Medlar (Mespilus) is a genus of two species of flowering plants in the subfamily Maloideae of the family Rosaceae. One, Common Medlar Mespilus germanica, is a long-known native of southwest Asia and possibly also southeastern Europe, and the other, Stern's Medlar Mespilus canescens, was recently (1990) discovered in North America.

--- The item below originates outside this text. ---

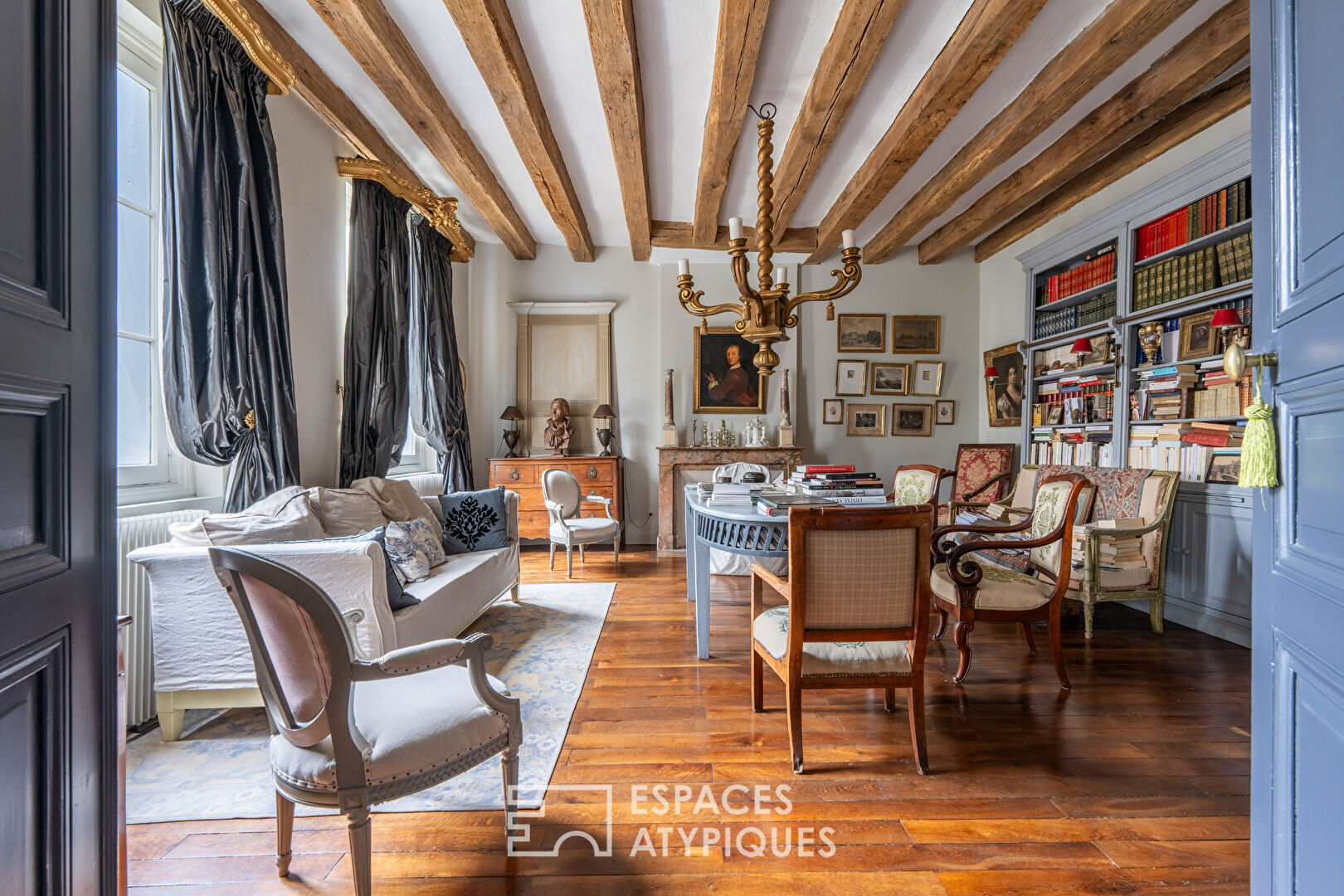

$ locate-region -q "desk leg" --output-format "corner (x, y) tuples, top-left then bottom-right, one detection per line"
(687, 538), (709, 660)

Medlars are deciduous large shrubs or small trees growing up to 8 m tall. The leaves are dark green and elliptic, six to fifteen centimetres long and three to four centimetres wide. The leaves turn a spectacular red in autumn before falling. The five-petalled white flowers are produced in late spring. The fruit is a pome, two to three centimetres in diameter, with wide-spreading persistent sepals giving a "hollow" appearance to the fruit; it is matte brown in M. germanica and glossy red in M. canescens.

Medlar fruit are very hard and acidic. They become edible after being softened ("bletted") by frost, or naturally in storage given sufficient time. Once softening begins, the skin rapidly takes a wrinkled texture and turns dark brown, and the inside reduces to a consistency and flavour reminiscent of apple sauce. They can then be eaten raw, often consumed with cheese as a dessert, although they are also used to make medlar jelly and wine. Another dish is "medlar cheese", which is similar to lemon curd, being made with the fruit pulp, eggs, and butter.

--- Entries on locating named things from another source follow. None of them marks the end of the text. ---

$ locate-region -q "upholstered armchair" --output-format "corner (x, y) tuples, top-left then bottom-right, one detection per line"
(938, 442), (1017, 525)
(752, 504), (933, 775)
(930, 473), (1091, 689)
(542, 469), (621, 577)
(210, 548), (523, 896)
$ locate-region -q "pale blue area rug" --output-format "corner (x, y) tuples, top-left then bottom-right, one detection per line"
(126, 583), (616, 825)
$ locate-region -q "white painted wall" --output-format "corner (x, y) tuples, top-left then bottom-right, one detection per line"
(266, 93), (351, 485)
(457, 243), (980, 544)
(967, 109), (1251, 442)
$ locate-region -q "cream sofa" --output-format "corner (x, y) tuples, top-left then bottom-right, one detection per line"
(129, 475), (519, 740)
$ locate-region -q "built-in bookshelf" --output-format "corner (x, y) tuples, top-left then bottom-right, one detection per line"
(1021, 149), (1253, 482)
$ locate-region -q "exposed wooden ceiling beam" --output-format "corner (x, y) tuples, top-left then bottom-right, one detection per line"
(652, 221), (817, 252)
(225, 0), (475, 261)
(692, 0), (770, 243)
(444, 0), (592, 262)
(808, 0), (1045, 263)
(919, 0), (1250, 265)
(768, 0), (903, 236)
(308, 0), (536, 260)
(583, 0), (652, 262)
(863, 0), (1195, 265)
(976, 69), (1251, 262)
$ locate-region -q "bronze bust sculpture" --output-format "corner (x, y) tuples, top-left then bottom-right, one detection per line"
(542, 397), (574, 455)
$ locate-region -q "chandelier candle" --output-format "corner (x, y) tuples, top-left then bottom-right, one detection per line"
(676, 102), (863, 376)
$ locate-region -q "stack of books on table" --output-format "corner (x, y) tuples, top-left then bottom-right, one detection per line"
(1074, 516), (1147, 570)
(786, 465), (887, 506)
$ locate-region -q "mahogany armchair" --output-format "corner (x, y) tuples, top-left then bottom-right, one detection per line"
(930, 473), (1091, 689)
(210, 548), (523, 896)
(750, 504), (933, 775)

The medlar is native to Persia and has an ancient history of cultivation; it was grown by the ancient Greeks and Romans, beginning in the 2nd century BCE. The medlar was a very popular fruit during the Victorian era; however, it is now a rarely appreciated fruit, except in certain areas, such as the north of Iran.

Mousmoulia is the name of the tree in modern Greek and Mousmoulo the name of the fruit. Very appreciated especially in northern Greece in the area of Makedonia.

The genus Eriobotrya (loquats) is related, and sometimes called the "Japanese Medlar". Other related genera include Crataegus (hawthorns), and Sorbus (rowans, whitebeams, service trees).

In literature

A fruit which is rotten before it is ripe, the medlar is used figuratively in literature as a symbol of prostitution or premature destitution. For example, in the Prologue to The Reeve's Tale, Geoffrey Chaucer's character laments:

This white top advertises my old years,
My heart, too, is as mouldy as my hairs,
Unless I fare like medlar, all perverse.
For that fruit's never ripe until it's worse,
And falls among the refuse or in straw.
We ancient men, I fear, obey this law:
Until we're rotten, we cannot be ripe;

In Shakespeare's Measure for Measure, Lucio excuses his denial of past fornication because "they would else have married me to the rotten medlar" (IV.iii.171).

In Cervantes's Don Quixote the eponymous hero and Sancho Panza "Stretch themselves out in the middle of a field and stuff themselves with acorns or medlars."

In the 16th and 17th centuries, medlars were also bawdily called "open-arses" because of the shape of the fruits, hence the presence of boisterously or humorously indecent puns in many Elizabethan and Jacobean plays.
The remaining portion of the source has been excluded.